The woman prosecutor with the long hair had the edge over our defense lawyers, for she had swallowed no turtles. I knew already what was going to happen and I didn’t quite like it. I was bored. And my mind was preoccupied with my own private affairs: I had asked a fellow farmer to bring me a load of the dark brown gold his goats produce for my garden. What if he were to arrive and find the gate locked and unload his cargo of goat manure on the street outside the gate? He might end up fouling up the air of the whole neighborhood if the residents had to drive over the smelly soft stuff. For the uninformed among you, let me elaborate: Goat manure comes in two distinct forms, the nice rounded small hard pellets and the softer clumpy teardrop-shaped tufts better known as ‘dingle berries.’ The latter are usually the result of a goat being afflicted by diarrhea, apparently a common occurrence considering the less-than-selective diet of the animal. [I recall once seeing goats eating plastic sheeting and considering approaching responsible world environmental agencies with a proposal on how to solve the problem of plastic waste.] As the soft fecal matter flows out and down over the hind quarters of a goat, it sticks to the goat’s leg hairs cumulatively forming those teardrop-shaped berries. If they are allowed to dry fully, they produce a characteristic soft rhythmic sound as the goat ambulates, a sound not unpleasant to peasant ears. And the smell is not entirely offensive to my nostrils either. But do I dare admit such damning confessions to my readers?

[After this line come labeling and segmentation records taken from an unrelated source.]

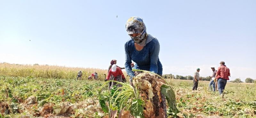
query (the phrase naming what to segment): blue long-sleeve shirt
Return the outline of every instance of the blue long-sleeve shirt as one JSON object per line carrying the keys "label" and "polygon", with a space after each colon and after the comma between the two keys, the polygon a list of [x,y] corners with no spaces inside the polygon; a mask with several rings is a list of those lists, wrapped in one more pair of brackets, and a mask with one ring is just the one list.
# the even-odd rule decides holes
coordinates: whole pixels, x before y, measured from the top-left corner
{"label": "blue long-sleeve shirt", "polygon": [[[151,38],[151,39],[149,38]],[[162,75],[163,67],[159,60],[158,55],[160,45],[158,40],[150,35],[147,40],[151,40],[144,46],[141,50],[137,51],[133,41],[131,39],[125,43],[125,70],[128,75],[133,77],[134,72],[132,71],[131,64],[132,60],[136,64],[136,69],[147,70]]]}

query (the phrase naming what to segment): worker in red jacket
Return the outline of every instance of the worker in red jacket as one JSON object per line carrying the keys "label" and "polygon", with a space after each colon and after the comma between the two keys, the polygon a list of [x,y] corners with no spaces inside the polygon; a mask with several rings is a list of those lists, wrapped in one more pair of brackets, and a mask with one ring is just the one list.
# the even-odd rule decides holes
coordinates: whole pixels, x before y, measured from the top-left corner
{"label": "worker in red jacket", "polygon": [[[112,77],[110,78],[110,77],[111,75]],[[125,77],[124,77],[122,70],[120,67],[117,67],[116,64],[113,64],[111,67],[111,69],[109,69],[108,73],[108,76],[106,78],[105,81],[110,80],[115,80],[121,82],[126,82]],[[115,85],[117,83],[115,82],[111,83],[111,84],[109,85],[109,89],[110,90],[113,86]],[[120,84],[117,84],[116,86],[121,87],[122,85]]]}
{"label": "worker in red jacket", "polygon": [[225,65],[225,62],[221,61],[220,63],[220,66],[219,67],[217,73],[215,76],[215,79],[218,82],[218,87],[220,97],[224,98],[223,91],[225,89],[227,84],[227,81],[229,80],[228,76],[230,76],[229,68]]}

Those were the thoughts that weighed on my mind as I dosed off while waiting for the judges to dismiss us all. In my dream, I was still preoccupied with the goat manure problem. Still, my deeply felt pride in my artistic achievement broke through from my subconscious into the dream: I recall once seeing on the National Geographic channel some African tribal beauties using cow dung as a form of hairstyling. The beautiful Mona Lisa was now transformed into a tribal woman. Perfectly shaped dingle berries hung from the end of her long hair in a straight row across the width of her back. As she twirled her head in triumphant condemnation of Ameer and his supporters, her hair swished about releasing the pleasant smell and soft musical clinking of dingle berries.